Media Turki mengklaim bahwa tubuh Khashoggi telah dimutilasi menjadi tiga bagian oleh ahli forensik Saudi yang tiba bersama 14 anggota regu pembunuh lainnya yang dikirim dari Arab Saudi pada 2 Oktober.
Ahli forensik dari kepolisian Turki memeriksa atap kediaman Konsul Jenderal Arab Saudi, Mohammad al-Otaibi, di Istanbul, Turki, 17 Oktober 2018. Jamal Khashoggi dikenal kritis terhadap kebijakan pemerintah Arab Saudi. REUTERS/Osman Orsal
Kerajaan Saudi mengatakan para tersangka pembunuh Jamal Khashoggi akan diadili di Arab Saudi, dan menolak permintaan Turki agar mereka diekstradisi ke Turki.
Turki menuntut agar 18 tersangka Saudi diserahkan ke kejaksaan Turki yang menyelidiki pembunuhan Khashoggi di konsulat Saudi di Istanbul pada 2 Oktober.
Para tersangka terdiri dari 15 orang yang diklaim oleh Turki telah diterbangkan beberapa jam sebelum pembunuhan Khashoggi dan pergi pada hari yang sama.

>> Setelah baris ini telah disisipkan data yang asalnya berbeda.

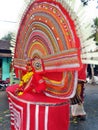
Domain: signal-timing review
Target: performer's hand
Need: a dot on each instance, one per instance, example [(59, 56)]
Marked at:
[(33, 90)]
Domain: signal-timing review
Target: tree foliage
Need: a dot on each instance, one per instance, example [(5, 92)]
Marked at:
[(8, 37)]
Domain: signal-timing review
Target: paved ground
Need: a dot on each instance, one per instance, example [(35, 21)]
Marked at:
[(91, 107)]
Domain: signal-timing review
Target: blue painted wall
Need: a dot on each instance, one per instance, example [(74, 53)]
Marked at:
[(6, 68)]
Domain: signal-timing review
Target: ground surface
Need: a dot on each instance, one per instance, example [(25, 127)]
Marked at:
[(91, 108)]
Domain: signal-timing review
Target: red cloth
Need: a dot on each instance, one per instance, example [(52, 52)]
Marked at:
[(39, 112), (82, 73)]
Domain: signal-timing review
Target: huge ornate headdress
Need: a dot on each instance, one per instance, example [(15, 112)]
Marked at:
[(51, 34)]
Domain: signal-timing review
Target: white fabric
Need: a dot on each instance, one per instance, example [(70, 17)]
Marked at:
[(77, 110)]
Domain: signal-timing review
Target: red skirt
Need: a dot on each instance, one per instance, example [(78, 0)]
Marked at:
[(37, 112)]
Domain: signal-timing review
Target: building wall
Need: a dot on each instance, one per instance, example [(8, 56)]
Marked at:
[(6, 68)]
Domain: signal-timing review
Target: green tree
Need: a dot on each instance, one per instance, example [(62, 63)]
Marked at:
[(96, 27)]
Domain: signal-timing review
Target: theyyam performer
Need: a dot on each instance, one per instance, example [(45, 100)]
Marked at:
[(50, 50)]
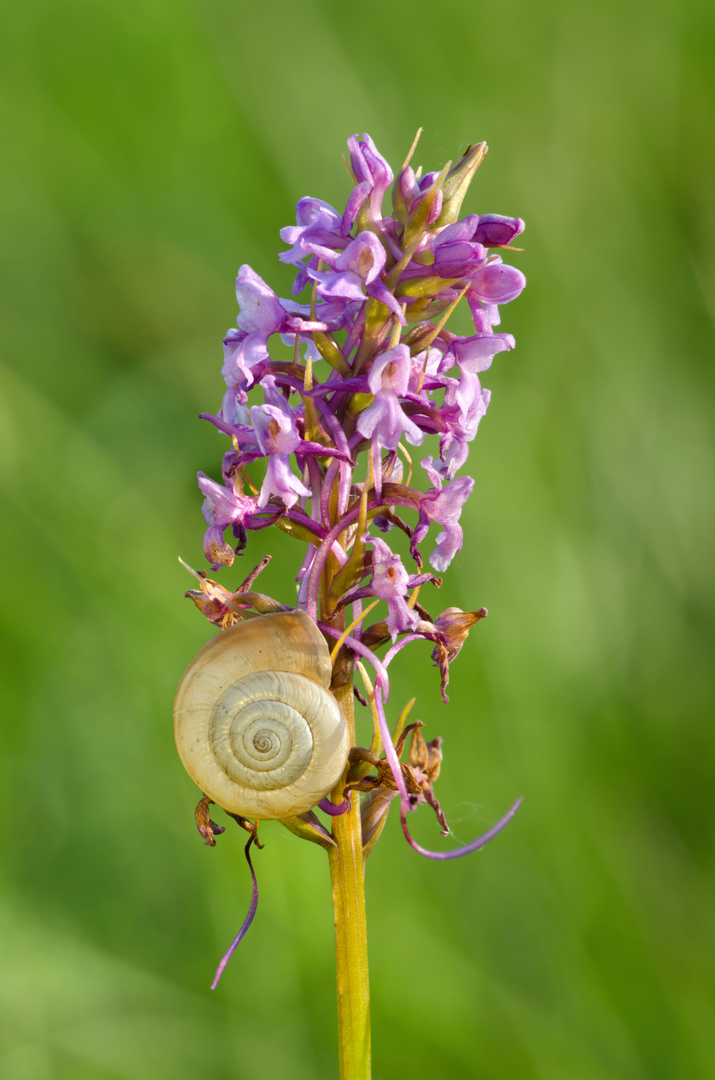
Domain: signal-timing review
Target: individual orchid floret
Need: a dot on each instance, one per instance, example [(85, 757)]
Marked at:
[(278, 437), (312, 215), (475, 353), (496, 231), (496, 283), (259, 309), (242, 352), (373, 175), (223, 507), (444, 507), (390, 582), (385, 421), (356, 273)]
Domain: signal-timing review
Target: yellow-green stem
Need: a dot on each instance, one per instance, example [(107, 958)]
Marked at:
[(348, 880)]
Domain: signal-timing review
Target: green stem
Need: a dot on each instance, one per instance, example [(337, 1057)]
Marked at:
[(348, 880)]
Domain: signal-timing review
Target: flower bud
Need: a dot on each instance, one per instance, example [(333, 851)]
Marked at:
[(457, 184)]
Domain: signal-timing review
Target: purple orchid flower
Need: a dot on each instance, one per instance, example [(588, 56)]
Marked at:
[(372, 365)]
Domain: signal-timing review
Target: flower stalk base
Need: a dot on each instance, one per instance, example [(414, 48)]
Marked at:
[(348, 881)]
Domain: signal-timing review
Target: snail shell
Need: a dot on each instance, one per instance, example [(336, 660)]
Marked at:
[(255, 724)]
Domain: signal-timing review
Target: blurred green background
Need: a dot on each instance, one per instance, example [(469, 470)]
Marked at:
[(149, 148)]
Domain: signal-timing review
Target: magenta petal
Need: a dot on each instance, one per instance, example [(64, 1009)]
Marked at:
[(497, 283)]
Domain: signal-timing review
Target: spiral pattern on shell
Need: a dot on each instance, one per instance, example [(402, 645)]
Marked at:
[(255, 724)]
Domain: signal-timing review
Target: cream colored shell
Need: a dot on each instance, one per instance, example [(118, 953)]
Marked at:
[(255, 724)]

Namun Menteri Luar Negeri Arab Saudi, Adel al-Jubeir, mengatakan penyelidikan akan memakan waktu dan mengecam apa yang dia sebut histeria media atas kematian Khashoggi.
"Saya pikir orang-orang telah menyalahkan Arab Saudi dengan tuduhan seperti itu sebelum penyelidikan selesai," katanya.
"Kami mencoba mengungkap apa yang terjadi. Kami tahu bahwa kesalahan telah dilakukan. Kami tahu bahwa orang-orang melampaui otoritas mereka dan kami tahu bahwa kami sedang menginvestigasi mereka," tambahnya.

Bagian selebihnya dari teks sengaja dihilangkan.